Bengal’s Amphan tragedy needs more national and global attention


In every briefing since January on the evolving Covid 19 crisis, the WHO Chief mentions the need for global solidarity to deal with a catastrophe of this nature. National unity and global solidarity remain the buzzwords according to Dr. Tedros to solve the problem. For cyclone Amphan ravaged-Bengal, the same yardstick should apply. It has been a crisis of unprecedented scale with more than 6 crore people impacted in the state. More than 10 lakh dwellings have collapsed in 24 parganas alone. Kolkata on 21 May, the day after the cyclone, looked like a ghost town. I had ventured out around noon and the streets that I could navigate (I could not enter 50 percent of the city’s streets), were speaking out one loud tale of devastation. Park Street, Southern Avenue, Rawdon Street, Loudon Street, all upscale Kolkata neighbourhoods, looked more like jungles than anything else. While I stood on Theatre road and looked at Loudon street, a posh Central-South Kolkata neighbourhood, all I could see was fallen trees and broken electric poles. Nothing else was visible. The city, it has to be emphasised, has never seen a catastrophe of this scale and magnitude. And if this is the story in Kolkata, 24 Parganas and Midnapur are worse. In these districts relief work is impacted because teams don’t have means to reach the affected spots. Roads have been decimated and thoroughfares are all under water.

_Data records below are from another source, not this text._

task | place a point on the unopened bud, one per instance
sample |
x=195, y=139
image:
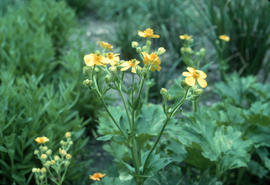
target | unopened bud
x=67, y=134
x=108, y=78
x=86, y=70
x=202, y=51
x=134, y=44
x=184, y=84
x=66, y=163
x=47, y=164
x=97, y=70
x=56, y=157
x=43, y=170
x=68, y=156
x=161, y=51
x=34, y=170
x=44, y=148
x=62, y=152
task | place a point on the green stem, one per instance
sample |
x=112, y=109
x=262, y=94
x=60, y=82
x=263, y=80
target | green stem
x=163, y=128
x=106, y=108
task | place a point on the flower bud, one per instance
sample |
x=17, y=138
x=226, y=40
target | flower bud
x=47, y=164
x=43, y=170
x=52, y=162
x=62, y=152
x=148, y=43
x=184, y=84
x=86, y=70
x=134, y=44
x=66, y=163
x=161, y=51
x=139, y=49
x=97, y=70
x=198, y=92
x=202, y=51
x=56, y=157
x=34, y=170
x=87, y=82
x=108, y=78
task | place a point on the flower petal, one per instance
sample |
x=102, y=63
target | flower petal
x=202, y=82
x=190, y=81
x=191, y=69
x=202, y=74
x=186, y=74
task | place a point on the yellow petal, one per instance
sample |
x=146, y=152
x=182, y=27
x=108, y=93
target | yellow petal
x=202, y=74
x=125, y=68
x=190, y=80
x=202, y=82
x=186, y=74
x=191, y=69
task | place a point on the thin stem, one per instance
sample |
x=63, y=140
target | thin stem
x=163, y=128
x=119, y=89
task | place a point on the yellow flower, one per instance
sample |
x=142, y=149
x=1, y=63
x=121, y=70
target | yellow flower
x=106, y=45
x=195, y=75
x=94, y=59
x=152, y=60
x=185, y=37
x=41, y=140
x=224, y=38
x=149, y=33
x=130, y=64
x=112, y=59
x=97, y=176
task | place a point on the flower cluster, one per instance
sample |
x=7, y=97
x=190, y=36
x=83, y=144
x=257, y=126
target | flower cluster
x=53, y=165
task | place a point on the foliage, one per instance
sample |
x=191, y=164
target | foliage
x=30, y=109
x=33, y=35
x=248, y=29
x=232, y=134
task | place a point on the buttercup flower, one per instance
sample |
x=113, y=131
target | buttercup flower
x=149, y=33
x=106, y=45
x=130, y=64
x=152, y=60
x=185, y=37
x=41, y=140
x=94, y=59
x=195, y=75
x=112, y=59
x=224, y=38
x=97, y=176
x=67, y=134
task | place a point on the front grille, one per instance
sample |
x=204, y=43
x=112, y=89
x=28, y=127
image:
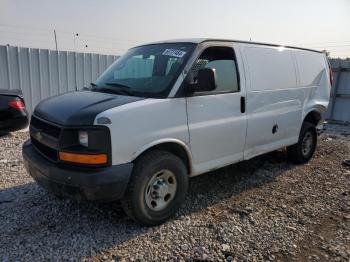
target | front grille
x=49, y=135
x=45, y=150
x=49, y=129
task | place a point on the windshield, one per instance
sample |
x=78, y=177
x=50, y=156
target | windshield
x=147, y=71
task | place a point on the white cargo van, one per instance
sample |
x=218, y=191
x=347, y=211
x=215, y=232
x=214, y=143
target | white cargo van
x=167, y=111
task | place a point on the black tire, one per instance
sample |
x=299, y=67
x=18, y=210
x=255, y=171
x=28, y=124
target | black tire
x=134, y=202
x=296, y=153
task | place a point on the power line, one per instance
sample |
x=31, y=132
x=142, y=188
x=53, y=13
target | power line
x=72, y=33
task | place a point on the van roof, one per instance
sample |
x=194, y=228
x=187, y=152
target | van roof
x=201, y=40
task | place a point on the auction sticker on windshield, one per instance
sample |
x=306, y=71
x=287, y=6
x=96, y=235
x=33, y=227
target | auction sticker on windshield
x=174, y=52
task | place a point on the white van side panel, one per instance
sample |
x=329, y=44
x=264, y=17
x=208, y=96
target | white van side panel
x=314, y=78
x=273, y=99
x=140, y=125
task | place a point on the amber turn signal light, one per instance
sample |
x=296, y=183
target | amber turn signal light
x=91, y=159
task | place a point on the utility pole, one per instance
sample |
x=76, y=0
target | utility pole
x=75, y=35
x=54, y=32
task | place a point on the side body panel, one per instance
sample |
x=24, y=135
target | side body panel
x=278, y=95
x=314, y=76
x=138, y=126
x=216, y=125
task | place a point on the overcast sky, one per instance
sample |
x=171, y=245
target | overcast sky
x=113, y=26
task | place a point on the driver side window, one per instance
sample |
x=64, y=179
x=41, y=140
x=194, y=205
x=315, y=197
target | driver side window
x=222, y=59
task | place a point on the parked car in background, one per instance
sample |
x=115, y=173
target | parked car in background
x=168, y=111
x=13, y=113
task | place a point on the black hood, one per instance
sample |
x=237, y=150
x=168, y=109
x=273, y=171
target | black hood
x=79, y=108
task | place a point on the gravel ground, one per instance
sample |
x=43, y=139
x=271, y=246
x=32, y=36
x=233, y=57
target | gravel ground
x=262, y=209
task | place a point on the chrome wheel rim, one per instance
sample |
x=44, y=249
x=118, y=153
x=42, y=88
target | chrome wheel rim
x=307, y=143
x=160, y=190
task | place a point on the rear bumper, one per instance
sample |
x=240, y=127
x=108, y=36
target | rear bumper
x=103, y=184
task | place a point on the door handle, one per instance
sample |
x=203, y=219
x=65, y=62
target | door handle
x=242, y=104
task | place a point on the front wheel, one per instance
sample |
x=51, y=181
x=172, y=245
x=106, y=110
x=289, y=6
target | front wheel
x=303, y=151
x=157, y=188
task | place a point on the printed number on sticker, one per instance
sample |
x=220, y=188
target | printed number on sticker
x=174, y=52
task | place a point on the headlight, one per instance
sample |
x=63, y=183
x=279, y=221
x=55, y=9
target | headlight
x=83, y=138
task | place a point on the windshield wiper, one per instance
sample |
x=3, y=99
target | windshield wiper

To deal with a tragedy like this we need to muster every resource that we possibly can to try and rebuild. An example to substantiate the point. The Bengali diaspora, which is well spread out across the world will inevitably have a sense of nostalgia for the College Street Book market, a heritage site of the city. The market today stands destroyed. Books worth a crore have been damaged and sellers are left with wet or damaged stock, which threatens to throw them out of business. Now if this news reaches the men and women of the city who are spread across the world there is every reason to believe there will be a call to action. A micro plan can then be made to resurrect College Street. It can be purely a civil society driven action plan led by academics and intellectuals working in close proximity with the book sellers and civic officials. To expect that the government will mount all relief efforts is a mistake. The government can’t. It doesn’t have the means and never will.

The scale of destruction is such that we need synergy. We need a partnership between government and private initiatives and civil society. We need the diaspora to step in and play an active role. And that’s where we have fallen short. The coverage in the world media, so far atleast, has been negligible. Major platforms have hardly reported the tragedy. As a result people aren’t aware of the scale and magnitude of the devastation. To put it in context- in 3 months India has 1.4 lac people infected with covid-19. 60,000 have already recovered and the recovery rare is touching 42 percent. With Amphan we have 6 crore people who are impacted. Hundreds of millions have lost livelihoods and are on the streets. And each of these men and women have to deal with covid-19 as well. While dealing with the corona virus needs social distancing, Amphan evacuation meant we had to cram maximum people in shelters to protect lives. If that has impacted infection rates, god save us. “We don’t have water and we don’t have electricity. Wearing a mask can wait”, said an angry villager to one of the law enforcement officials. That’s the irony of the whole situation- we are dealing with a volcano and an avalanche at the same time. All we need now is a voice and the world media is the only option to make us heard.

In sum, we need more national awareness of what has happened in Bengal. We need people to write, talk, tweet, comment, post, showcase and argue. We need dialogue across the world to highlight the plight of millions. We need to showcase how the state is working on war footing to get things back on track. In 4 days the synergy between government and civil society has ensured that 96 percent of Kolkata has power back. The rest of the city should be back in a day. This is despite the lockdown and the truncated labour force available. We need the world to see these efforts and subsequently contribute to such efforts for only then can true global solidarity play out in reality.

In the case of a hurricane it takes 9-10 days for power to come back in parts of the world. During cyclone Aila in 2009 it took 8 days for things to return to normal in Bengal. Amphan has caused destruction, which is 10 times higher and yet we should have some semblance of functionality in a week. We need the world to see this and help us going forward. If that happens, the functionality can be taken two steps ahead and normalcy can return much faster than anticipated. We need to empower the men and women who are suffering and that can only happen if the world understands and highlights the goings on in Kolkata. Bengal is not a remote island that can be left to fend for itself. It is as much part of the global dialogue as New York or Mumbai is. If there could be global synergy for the Australian Bushfires, there is no reason why the world can’t come together for Bengal. Yes, there is recession everywhere. Yes, our resources are stretched at the moment. But that doesn’t stop us from sharing the ground reality and trying to come together.

The road ahead is a long and tough one. At the same time there is no reason to lose hope. The truth is Amphan is beyond us. The worst is over and it can only get better. The world can help speed up the process.

DISCLAIMER : Views expressed above are the author’s own.